A member of the milkweed family, butterfly weed is an important food source for all growth stages of caterpillars and butterflies. For example, monarchs will lay eggs only on the underside of young milkweed leaves, such as those found on this plant.
Botanical Name: Asclepias tuberosa
Common Name: Butterfly weed
Growing Zones: 4 to 9
Growing Conditions: Butterfly weed grows wild in dry sandy soils from Florida to Texas and Colorado. The plant isn't picky about its growing conditions. It does well in sun or partial sun, and it grows in wet or dry soil, without added fertilizer. Butterfly weed does, however, require well-drained soil, and won't tolerate heavy, clay soil.

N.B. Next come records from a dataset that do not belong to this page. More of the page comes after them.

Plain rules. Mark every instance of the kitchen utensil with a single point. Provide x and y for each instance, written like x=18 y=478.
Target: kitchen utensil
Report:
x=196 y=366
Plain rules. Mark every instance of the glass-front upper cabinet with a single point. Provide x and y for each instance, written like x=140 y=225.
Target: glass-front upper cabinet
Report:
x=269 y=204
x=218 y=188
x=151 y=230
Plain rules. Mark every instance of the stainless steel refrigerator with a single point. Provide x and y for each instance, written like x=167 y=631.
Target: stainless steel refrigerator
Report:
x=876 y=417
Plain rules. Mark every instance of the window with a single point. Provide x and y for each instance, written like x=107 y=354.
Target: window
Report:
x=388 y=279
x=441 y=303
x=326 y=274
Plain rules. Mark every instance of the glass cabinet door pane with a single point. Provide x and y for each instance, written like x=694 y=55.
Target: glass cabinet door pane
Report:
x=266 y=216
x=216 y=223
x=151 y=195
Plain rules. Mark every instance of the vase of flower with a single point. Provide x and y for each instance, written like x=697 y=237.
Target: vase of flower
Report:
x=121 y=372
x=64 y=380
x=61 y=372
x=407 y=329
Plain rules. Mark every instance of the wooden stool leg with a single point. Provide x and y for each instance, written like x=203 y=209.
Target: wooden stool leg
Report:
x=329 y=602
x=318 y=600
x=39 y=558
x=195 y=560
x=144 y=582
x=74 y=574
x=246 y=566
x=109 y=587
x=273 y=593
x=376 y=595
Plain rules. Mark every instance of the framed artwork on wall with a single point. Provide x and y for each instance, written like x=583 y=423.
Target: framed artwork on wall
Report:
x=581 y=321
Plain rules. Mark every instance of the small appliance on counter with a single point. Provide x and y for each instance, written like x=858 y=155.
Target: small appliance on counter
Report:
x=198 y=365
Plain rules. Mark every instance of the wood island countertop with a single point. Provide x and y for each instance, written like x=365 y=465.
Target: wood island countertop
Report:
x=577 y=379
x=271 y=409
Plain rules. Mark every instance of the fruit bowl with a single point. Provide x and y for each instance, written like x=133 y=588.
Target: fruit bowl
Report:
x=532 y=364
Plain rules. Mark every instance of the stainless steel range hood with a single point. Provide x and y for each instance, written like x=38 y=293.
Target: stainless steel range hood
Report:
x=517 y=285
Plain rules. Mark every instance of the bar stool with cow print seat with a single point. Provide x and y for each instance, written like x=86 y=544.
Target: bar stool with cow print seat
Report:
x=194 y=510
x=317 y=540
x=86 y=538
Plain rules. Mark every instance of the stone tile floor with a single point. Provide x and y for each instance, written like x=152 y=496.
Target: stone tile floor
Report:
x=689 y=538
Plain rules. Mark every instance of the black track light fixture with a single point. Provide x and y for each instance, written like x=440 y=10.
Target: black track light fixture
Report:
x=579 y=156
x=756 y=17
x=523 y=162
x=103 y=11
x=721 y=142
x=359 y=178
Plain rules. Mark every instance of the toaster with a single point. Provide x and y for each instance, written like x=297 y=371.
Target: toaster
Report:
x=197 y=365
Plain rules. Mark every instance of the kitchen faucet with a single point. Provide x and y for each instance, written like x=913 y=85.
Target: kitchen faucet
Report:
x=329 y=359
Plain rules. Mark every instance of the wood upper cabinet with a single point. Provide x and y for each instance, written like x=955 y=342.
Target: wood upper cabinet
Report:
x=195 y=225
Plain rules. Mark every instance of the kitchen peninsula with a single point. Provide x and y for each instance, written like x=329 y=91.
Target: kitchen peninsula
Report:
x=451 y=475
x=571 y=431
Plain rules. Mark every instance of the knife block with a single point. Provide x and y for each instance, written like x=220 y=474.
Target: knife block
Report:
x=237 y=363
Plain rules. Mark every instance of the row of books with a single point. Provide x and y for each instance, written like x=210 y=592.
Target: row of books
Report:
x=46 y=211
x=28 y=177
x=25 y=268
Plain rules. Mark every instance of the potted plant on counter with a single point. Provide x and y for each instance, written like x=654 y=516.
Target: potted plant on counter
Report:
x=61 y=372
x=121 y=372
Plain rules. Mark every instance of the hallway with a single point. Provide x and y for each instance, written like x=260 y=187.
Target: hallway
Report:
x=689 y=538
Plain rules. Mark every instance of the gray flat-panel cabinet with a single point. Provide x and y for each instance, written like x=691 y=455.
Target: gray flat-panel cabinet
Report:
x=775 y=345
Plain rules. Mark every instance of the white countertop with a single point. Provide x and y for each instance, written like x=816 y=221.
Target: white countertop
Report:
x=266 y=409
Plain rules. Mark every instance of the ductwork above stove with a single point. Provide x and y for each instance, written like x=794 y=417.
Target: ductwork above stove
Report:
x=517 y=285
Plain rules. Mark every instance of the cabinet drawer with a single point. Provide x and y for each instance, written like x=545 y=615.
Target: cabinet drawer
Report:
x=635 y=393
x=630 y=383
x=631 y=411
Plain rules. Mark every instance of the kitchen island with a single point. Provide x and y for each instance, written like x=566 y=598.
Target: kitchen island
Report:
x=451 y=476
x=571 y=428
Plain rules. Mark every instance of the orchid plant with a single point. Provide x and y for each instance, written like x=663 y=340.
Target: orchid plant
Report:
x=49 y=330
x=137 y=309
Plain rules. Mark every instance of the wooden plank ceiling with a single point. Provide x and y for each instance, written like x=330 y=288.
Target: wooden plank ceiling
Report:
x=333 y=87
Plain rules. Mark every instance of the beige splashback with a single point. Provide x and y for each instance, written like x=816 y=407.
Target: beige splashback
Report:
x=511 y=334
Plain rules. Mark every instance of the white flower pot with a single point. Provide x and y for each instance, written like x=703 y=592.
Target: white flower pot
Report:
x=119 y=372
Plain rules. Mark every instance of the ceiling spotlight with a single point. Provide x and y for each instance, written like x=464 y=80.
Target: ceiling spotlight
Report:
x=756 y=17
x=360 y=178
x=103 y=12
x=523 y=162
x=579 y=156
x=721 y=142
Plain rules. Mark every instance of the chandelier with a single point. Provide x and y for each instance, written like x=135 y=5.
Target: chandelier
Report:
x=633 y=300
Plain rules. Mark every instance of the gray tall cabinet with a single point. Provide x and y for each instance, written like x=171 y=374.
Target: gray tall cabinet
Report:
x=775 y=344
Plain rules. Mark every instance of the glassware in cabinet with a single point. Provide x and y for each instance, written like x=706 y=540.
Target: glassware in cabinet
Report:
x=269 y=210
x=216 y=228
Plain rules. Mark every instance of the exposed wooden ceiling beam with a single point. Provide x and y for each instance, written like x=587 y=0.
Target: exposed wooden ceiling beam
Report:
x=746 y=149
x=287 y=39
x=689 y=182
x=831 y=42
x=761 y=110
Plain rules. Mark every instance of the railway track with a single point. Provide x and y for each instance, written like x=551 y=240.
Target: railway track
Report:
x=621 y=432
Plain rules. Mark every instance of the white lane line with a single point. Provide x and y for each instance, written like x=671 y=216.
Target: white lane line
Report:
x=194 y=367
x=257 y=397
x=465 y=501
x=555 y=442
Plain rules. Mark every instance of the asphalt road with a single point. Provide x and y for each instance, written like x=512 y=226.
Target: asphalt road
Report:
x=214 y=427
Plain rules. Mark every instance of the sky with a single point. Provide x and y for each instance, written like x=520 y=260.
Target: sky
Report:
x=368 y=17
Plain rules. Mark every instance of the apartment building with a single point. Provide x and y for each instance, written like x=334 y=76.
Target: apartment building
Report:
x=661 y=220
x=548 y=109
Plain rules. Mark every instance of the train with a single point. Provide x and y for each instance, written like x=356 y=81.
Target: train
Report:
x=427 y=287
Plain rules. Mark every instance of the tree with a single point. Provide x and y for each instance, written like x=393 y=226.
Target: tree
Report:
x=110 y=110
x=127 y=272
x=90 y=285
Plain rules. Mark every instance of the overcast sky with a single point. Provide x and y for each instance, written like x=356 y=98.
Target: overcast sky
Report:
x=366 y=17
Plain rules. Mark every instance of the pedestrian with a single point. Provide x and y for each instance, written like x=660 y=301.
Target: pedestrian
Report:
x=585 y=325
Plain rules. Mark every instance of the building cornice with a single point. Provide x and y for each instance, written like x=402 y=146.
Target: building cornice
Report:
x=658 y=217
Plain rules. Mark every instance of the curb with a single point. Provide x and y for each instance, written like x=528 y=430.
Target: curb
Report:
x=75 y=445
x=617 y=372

A long taproot makes butterfly weed difficult to transplant, and it's best left undisturbed once planted. Butterfly weed needs several months of winter cold to bloom. For best results, sow seeds directly outside in fall for blooms the following spring. Or, sow seeds in spring, although the plant may not flower until the following year. Butterfly weed is very hardy, once established, and frequently reseeds year to year.
Pests: Aphids can be pests with butterfly weeds. A strong spray of water will usually knock off aphids if applied during the early stages of the problem. Or, try insecticidal soap. Fortunately, butterfly weeds can withstand most minor pest damage.